# Pier Jigging Lakers in GH



## lucasdean79 (Nov 5, 2021)

Anyone got any Info on jigging the piers and channel walls in GH? I'd love to get into some Lakers, Browns or some whitefish this year. Being new to the area last year, I think I missed them. Went out for the first time today, but it was waaaaay to windy and the waves made keeping a jig vertical darn near impossible. I'd live to hear anyone's advice.


----------



## PunyTrout (Mar 23, 2007)

Try casting large 1/2 ounce to 1 ounce inline spinners. (You may need to make them yourself).


----------



## bowhunter426 (Oct 20, 2010)

Big heavy jigs are usually good for lakers


----------



## Manolin (Feb 20, 2021)

Fish from the north side, the Paid henchmen of the wealthy are locking the south pier parking lot. In the wind, I’m not shy about moving up to a 2 oz jigging spoon, like a p-line. A pox on those locking up the south as well as their children.


----------



## lucasdean79 (Nov 5, 2021)

Looks like the wind has died right off this morning, so I'm gonna go get after it again this morning. I've been using 3/4 oz jiggin raps and jiggin spoons of the same size. Hopefully I'm on the right track. I've heard of guys also doing well this time of year for browns with smelt. I usually fish steelies off the lakeside north pier, but I haven't got any spawn so I'd probably be wasting my time.


----------



## bowhunter426 (Oct 20, 2010)

Manolin said:


> Fish from the north side, the Paid henchmen of the wealthy are locking the south pier parking lot. In the wind, I’m not shy about moving up to a 2 oz jigging spoon, like a p-line. A pox on those locking up the south as well as their children.


It was still open when I drove by last night on the way back from a late dinner


----------



## Manolin (Feb 20, 2021)

Thanks for the update.


----------



## bowhunter426 (Oct 20, 2010)

Manolin said:


> Thanks for the update.


No problem. Drive by a few days a week and keep an eye on it


----------



## GRUNDY (Jun 18, 2005)

Get in the line up and jig em up. They are there right now. 

Just be careful. A lot of them have manners and will eat with their fins instead of just inhaling the bait.

Mr. Green Jean's will get ya.


----------



## Manolin (Feb 20, 2021)

Saw a couple of guys jigging in the channel late yesterday afternoon/evening. That’s hatin’ them. I remember that kind of passion. Not for whites and Lakers, but to eat that kind of wind; wow.


----------



## lucasdean79 (Nov 5, 2021)

GRUNDY said:


> Get in the line up and jig em up.
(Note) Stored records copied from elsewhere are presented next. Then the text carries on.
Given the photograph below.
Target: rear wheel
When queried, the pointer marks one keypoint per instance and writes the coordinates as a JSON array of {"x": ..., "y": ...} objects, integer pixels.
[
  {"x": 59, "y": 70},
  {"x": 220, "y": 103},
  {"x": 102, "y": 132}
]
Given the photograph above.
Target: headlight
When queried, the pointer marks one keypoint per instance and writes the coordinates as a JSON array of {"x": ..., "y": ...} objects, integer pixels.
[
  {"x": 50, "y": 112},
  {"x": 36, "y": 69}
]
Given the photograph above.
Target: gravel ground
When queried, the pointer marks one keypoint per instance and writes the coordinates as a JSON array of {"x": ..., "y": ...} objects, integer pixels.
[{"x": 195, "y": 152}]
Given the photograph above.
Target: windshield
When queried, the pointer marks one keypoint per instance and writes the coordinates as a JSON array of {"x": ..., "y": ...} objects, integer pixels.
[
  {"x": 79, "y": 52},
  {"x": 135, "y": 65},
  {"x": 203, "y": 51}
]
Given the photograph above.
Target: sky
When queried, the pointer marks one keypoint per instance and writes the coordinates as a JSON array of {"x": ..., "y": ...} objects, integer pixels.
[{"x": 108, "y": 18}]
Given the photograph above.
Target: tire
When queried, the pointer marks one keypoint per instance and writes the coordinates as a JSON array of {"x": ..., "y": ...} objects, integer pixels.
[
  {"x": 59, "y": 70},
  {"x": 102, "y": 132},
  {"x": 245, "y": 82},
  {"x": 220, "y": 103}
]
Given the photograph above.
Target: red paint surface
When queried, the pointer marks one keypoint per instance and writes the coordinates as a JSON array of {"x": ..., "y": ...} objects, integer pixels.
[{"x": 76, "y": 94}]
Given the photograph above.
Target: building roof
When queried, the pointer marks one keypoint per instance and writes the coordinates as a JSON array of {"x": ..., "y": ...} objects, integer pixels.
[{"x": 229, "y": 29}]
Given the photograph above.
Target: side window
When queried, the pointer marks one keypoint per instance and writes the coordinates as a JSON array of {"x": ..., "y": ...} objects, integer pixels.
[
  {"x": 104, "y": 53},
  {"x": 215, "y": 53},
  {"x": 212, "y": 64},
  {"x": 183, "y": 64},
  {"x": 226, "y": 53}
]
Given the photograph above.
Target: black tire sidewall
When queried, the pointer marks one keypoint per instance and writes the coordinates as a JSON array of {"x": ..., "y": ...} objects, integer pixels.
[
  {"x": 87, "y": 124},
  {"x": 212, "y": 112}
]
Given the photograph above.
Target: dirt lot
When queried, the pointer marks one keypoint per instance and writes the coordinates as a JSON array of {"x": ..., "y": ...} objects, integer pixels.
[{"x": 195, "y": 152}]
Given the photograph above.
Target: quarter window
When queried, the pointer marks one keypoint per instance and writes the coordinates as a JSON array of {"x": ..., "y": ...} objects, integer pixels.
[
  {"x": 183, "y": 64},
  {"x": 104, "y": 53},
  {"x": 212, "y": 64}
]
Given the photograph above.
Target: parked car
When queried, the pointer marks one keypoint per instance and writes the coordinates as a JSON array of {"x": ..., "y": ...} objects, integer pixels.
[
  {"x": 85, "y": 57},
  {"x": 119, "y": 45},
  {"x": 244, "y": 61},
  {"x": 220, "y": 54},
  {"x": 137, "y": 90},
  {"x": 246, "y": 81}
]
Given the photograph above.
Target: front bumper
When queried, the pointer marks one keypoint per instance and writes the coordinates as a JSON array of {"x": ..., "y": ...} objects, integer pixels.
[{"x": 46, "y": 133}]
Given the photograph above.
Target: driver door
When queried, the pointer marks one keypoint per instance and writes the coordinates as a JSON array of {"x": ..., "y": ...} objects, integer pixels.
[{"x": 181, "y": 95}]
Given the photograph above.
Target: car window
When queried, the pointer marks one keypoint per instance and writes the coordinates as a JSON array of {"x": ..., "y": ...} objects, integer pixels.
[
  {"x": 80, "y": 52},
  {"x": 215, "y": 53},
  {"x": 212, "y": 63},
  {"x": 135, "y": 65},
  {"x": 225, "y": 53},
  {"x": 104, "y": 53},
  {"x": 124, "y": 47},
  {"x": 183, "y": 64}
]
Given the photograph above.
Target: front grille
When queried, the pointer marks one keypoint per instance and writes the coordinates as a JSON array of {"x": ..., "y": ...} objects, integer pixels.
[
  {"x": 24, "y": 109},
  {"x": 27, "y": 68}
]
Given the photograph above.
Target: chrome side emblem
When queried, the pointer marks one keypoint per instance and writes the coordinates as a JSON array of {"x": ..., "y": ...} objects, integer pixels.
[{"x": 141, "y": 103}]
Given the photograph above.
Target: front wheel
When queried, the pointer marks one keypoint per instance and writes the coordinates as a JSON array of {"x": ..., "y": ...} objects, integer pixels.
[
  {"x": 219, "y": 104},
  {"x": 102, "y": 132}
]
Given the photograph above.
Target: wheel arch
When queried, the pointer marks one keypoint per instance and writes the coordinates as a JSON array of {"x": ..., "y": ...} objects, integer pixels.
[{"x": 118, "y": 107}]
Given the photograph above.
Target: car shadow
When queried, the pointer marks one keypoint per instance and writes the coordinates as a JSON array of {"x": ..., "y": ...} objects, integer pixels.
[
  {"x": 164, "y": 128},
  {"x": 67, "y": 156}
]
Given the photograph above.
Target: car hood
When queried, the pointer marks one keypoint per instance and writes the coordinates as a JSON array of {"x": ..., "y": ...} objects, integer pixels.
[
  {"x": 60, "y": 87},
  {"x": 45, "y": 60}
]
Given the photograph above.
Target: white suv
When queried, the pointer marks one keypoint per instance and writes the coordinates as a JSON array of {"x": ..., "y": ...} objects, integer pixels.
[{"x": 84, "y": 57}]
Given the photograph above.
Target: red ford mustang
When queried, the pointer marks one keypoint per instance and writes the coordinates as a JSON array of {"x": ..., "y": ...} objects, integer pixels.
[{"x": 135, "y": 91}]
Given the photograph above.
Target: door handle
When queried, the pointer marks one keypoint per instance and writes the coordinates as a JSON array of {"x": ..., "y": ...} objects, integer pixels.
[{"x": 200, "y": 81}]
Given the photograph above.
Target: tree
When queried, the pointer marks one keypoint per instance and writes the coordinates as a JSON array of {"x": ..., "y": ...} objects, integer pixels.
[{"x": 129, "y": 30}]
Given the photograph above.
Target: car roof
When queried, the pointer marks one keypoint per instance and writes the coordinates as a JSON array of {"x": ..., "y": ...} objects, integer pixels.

They are there right now.
> 
> Just be careful. A lot of them have manners and will eat with their fins instead of just inhaling the bait.
> 
> Mr. Green Jean's will get ya.


Yeah I had to throw back a couple last weekend..heartbreaking, but they dont taste good enough to be worth dealing with Green Jean's!


GRUNDY said:


> Get in the line up and jig em up. They are there right now.
> 
> Just be careful. A lot of them have manners and will eat with their fins instead of just inhaling the bait.
> 
> Mr. Green Jean's will get ya.


Yeah I had to let a couple go last weekend..heartbreaking..but better than dealing with ol Green Jeans!


----------



## lucasdean79 (Nov 5, 2021)

Manolin said:


> Saw a couple of guys jigging in the channel late yesterday afternoon/evening. That’s hatin’ them. I remember that kind of passion. Not for whites and Lakers, but to eat that kind of wind; wow.


Looks like its gonna be a ****e weekend for fishing..bums me out


----------



## lucasdean79 (Nov 5, 2021)

lucasdean79 said:


> Yeah I had to throw back a couple last weekend..heartbreaking, but they dont taste good enough to be worth dealing with Green Jean's!
> 
> Yeah I had to let a couple go last weekend..heartbreaking..but better than dealing with ol Green Jeans!







  








20211107_125017.jpg




__
lucasdean79


__
Nov 13, 2021


----------



## lucasdean79 (Nov 5, 2021)

lucasdean79 said:


> 20211107_125017.jpg
> 
> 
> 
> ...


Tail hooked this ginormous carp jiggin got lakers. 40 incher!


----------



## lucasdean79 (Nov 5, 2021)

20211107_103403.jpg




__
lucasdean79


__
Nov 13, 2021







This guy wasn't as lucky. I tell you what, it's hard as hell to try and net a laker by yourself..I lost a big one trying to do it..its an art form all to itself I swear


----------



## Manolin (Feb 20, 2021)

When the swells are dropping the fish 4 feet with every wave it’s certainly a challenge. I like the noodle on my net head too, but one time trying to net alone I was trapping the net between my arms with the fish below, a big wave popped me in the mouth with net handle coming up fast. Lucky I didn’t lose a tooth.

A buddy of mine uses a homemade gaff when it’s crazy rough and he’s alone, he just aligns it under the fish, and let’s the wave drop it on the gaff hook.


----------



## lucasdean79 (Nov 5, 2021)

I met a guy out there with a hoop net. Never saw him use it because I had my net and we used that when we caught fish, but it seemed like a really good option if you're fishing alone.


----------



## GRUNDY (Jun 18, 2005)

Saw a lot of whitefish being, acquired today. 

I had 4 whiteys that needed released. No Lakers though. 

Might have to go back with some skein or single eggs soon and catch some whitefish I can keep.

Never did see a laker caught.


----------



## The Mediocre Fisherman (Jan 22, 2020)

lucasdean79 said:


> I met a guy out there with a hoop net. Never saw him use it because I had my net and we used that when we caught fish, but it seemed like a really good option if you're fishing alone.


I used to use a big hoop, bridge net when I fished out there. Was real easy to just pull the fish over it and yank them up.


----------



## lucasdean79 (Nov 5, 2021)

GRUNDY said:


> Saw a lot of whitefish being, acquired today.
> 
> I had 4 whiteys that needed released. No Lakers though.
> 
> ...


The forecast calls for 15 mph winds at least for the next 24+ hours..so that sucks. 
Do guys do better jiggin the single egg smaller hook rig or floating them off the bottom with a sliding sinker type rig?
Neither method sounds easy or fun in high winds n waves tho.


----------